Desabafo, em fim de ano
Que o novo ano nos traga mais desabafos seus, compadre!
"Depois de fazer o último comentário, tive saudade das aulas de Filosofia, do prazer que sentia, quando os meus alunos descobriam a importância do modo de ver a vida, os outros e o mundo na orientação das suas próprias vidas. E notei que me tinha esquecido de estabelecer uma conexão entre as preocupações com as emoções e o conceito de bem-estar. Um bem-estar que, no tempo de Voltaire, tinha a ver com a natureza natural do homem (explorada por um outro pensador dessa altura, Rousseau -mito do bom selvagem) e com os direitos naturais (de que falou Lock). E como tudo isto teve repercursões no desenvolvimento de uma nova concepção do homem e no emergir de uma nova ciência, a que Adam Smith, amigo de Hume, nesse tempo começou a teorizar. De facto, se a sociedade, tal como tradicionalmente estava estabelecida, era má, o melhor era atribuir ao trabalho (como expressão genuina do querer) o valor natural capaz de produzir riqueza e organizar uma sociedade mais justa. Todos reconhecemos que a importância deste paradigma foi claramente sublinhada por Weber na "Ética protestante e o espírito do capitalismo"!

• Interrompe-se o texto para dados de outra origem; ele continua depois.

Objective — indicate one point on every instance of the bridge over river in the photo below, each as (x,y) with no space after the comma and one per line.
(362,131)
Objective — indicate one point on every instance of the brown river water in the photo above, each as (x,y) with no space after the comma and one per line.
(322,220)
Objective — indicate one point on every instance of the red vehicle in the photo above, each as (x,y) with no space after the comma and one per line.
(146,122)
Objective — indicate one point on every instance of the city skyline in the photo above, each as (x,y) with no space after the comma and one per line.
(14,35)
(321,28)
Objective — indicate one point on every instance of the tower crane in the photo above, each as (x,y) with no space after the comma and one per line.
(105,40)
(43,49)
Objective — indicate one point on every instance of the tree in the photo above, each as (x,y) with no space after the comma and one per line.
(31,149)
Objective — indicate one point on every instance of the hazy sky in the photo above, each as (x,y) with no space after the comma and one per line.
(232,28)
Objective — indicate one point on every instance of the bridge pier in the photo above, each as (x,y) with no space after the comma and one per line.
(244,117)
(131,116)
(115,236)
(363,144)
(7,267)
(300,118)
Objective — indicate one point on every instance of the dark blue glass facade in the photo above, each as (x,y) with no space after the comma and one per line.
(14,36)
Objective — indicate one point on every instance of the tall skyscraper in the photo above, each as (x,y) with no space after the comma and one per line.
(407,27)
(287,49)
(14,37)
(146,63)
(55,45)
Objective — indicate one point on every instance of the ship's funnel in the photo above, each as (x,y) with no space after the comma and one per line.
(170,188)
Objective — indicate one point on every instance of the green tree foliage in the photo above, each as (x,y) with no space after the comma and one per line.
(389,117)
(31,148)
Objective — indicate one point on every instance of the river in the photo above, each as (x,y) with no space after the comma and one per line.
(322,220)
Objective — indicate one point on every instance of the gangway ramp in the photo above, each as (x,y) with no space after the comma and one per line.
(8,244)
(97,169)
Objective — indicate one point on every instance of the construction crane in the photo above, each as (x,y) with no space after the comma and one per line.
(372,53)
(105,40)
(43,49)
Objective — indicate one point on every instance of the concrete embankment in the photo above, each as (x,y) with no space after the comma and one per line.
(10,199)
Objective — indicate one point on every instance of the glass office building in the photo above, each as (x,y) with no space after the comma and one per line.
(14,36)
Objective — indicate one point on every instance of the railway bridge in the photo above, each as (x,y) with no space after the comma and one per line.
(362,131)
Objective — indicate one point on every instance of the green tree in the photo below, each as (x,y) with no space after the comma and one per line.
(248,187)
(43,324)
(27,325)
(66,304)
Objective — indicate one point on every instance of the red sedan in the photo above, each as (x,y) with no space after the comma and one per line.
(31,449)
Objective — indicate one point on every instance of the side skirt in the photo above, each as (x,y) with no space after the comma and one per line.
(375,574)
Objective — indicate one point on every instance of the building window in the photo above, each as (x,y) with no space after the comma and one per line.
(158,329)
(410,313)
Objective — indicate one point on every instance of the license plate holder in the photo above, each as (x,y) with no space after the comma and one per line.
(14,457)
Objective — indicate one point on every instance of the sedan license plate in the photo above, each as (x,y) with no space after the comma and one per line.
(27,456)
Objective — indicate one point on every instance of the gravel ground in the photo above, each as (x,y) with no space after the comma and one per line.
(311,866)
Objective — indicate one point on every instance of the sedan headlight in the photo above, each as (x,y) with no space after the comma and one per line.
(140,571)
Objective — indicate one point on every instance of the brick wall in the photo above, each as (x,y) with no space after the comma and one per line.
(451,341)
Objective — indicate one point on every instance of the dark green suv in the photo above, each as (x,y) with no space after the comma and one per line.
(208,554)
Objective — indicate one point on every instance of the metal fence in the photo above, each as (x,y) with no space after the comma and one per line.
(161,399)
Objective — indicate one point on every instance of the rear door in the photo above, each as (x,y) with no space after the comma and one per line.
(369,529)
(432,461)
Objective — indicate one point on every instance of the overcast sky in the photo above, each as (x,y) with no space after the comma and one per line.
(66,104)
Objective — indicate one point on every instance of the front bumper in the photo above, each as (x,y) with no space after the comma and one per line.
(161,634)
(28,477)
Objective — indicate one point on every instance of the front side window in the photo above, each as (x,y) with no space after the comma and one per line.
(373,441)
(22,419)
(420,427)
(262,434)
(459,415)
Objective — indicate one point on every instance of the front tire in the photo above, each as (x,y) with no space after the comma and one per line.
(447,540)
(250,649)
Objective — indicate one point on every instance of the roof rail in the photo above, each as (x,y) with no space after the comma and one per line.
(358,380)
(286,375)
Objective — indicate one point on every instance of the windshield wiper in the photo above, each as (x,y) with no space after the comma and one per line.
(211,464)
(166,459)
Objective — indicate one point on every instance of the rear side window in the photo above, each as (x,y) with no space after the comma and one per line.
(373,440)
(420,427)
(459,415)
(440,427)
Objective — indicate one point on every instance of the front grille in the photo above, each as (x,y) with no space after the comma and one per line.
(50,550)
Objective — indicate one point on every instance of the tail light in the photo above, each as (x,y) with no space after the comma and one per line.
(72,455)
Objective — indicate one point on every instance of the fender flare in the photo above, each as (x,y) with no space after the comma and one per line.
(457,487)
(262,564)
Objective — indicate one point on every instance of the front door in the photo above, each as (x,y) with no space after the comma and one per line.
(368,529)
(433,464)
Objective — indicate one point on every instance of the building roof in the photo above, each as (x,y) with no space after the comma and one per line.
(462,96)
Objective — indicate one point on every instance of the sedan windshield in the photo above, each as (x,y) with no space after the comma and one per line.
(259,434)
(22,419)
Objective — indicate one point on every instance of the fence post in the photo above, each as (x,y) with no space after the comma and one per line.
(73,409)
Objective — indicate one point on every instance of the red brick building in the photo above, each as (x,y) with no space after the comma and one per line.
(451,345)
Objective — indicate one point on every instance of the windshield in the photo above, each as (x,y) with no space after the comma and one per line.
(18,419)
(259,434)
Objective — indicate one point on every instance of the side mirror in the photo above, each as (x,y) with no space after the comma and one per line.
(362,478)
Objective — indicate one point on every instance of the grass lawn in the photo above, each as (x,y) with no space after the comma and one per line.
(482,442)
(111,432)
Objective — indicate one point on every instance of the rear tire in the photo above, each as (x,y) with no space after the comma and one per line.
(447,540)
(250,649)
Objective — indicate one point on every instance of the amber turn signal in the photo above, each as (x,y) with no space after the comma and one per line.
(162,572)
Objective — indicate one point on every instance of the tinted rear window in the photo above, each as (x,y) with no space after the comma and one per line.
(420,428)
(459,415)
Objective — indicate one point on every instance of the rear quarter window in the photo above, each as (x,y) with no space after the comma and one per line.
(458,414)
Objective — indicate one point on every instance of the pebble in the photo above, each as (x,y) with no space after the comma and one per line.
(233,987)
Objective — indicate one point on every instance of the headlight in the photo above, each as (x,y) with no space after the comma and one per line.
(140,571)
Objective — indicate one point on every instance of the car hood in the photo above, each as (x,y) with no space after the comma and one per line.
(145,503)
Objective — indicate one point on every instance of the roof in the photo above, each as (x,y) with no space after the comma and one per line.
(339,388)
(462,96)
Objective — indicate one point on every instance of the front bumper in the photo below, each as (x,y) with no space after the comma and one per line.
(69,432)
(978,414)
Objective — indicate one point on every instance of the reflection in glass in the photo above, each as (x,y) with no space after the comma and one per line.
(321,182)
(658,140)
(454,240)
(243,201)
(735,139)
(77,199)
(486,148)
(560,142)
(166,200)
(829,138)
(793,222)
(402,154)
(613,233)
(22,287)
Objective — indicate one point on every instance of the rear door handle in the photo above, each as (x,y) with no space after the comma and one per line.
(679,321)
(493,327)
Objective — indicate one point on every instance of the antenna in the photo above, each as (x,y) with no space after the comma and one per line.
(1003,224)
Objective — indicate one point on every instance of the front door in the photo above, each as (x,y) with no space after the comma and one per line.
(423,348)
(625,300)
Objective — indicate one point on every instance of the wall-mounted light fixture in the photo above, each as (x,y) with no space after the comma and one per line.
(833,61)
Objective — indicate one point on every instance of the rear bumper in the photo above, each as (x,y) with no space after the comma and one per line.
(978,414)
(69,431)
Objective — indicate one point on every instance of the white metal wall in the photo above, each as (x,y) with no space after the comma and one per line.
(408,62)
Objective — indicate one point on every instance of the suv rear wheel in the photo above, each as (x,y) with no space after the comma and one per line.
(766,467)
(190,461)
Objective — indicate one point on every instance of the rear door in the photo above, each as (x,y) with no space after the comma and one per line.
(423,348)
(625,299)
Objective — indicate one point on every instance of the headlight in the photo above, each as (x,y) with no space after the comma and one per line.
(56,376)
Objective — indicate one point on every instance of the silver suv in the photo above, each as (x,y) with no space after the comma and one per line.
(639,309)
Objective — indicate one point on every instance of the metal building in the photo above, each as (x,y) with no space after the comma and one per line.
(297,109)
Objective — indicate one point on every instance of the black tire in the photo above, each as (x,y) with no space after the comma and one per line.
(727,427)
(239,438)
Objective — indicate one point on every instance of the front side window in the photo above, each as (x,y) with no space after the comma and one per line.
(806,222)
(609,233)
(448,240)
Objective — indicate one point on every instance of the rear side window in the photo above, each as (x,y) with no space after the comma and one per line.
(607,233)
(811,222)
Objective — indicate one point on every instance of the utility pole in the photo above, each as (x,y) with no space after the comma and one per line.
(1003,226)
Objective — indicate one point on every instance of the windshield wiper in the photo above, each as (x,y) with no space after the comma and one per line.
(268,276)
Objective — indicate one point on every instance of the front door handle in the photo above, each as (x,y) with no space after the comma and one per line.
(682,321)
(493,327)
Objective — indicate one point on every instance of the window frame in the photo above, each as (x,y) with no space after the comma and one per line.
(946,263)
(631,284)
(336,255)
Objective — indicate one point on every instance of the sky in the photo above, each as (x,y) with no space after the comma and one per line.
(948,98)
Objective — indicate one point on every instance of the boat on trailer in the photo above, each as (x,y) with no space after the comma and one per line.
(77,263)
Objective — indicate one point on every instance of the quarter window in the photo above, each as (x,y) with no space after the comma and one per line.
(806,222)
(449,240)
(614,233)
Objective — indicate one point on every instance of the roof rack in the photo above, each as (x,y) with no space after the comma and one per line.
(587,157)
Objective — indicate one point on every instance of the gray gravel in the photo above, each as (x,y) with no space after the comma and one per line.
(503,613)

Ser professor, sempre foi para mim, dar testemunho da procura de um saber e entender os alunos como companheiros dessa viagem, uma viagem que acaba por nos ajudar a estabelecer uma rede de compreensões. E é nesta rede que entendemos as portas que se vão abrindo ao futuro e somos capazes de olhar de forma distanciada o presente, a não "engolir" , como se fosse um fatalismo, tudo o que nos querem enfiar. Só a compreensão do relativismo histórico das redes que configuram sistemas de crenças pode desenvolver nos alunos uma atitude crítica. Ficava satisfeito quando entendiam que o presente foi o passo dado em frente do passado e assim acontecerá com o futuro. E quanto assumiam que o sentido desse passo depende de todos nós. A compreensão disto fazia da aprendizagem um autêntico filosofar.
Tenho para mim que o mal do sistema educativo tem duas raízes: a perda de autoridade dos professores e as ciencias ocultas que dão pelo nome de ciências da educação. As que defendem que a atitude critica é levantar levantar o braço e fazer ruído na aula e que o bom professor é o que classifica em função do número de vezes que um aluno levanta o braço. Só serviram para promover a retórica. Hoje, os professores já não ensinam, fazem reuniões, onde, até à exaustão, vão-se labirinticamente repetindo.
Desculpem este desabafo, em fim de ano."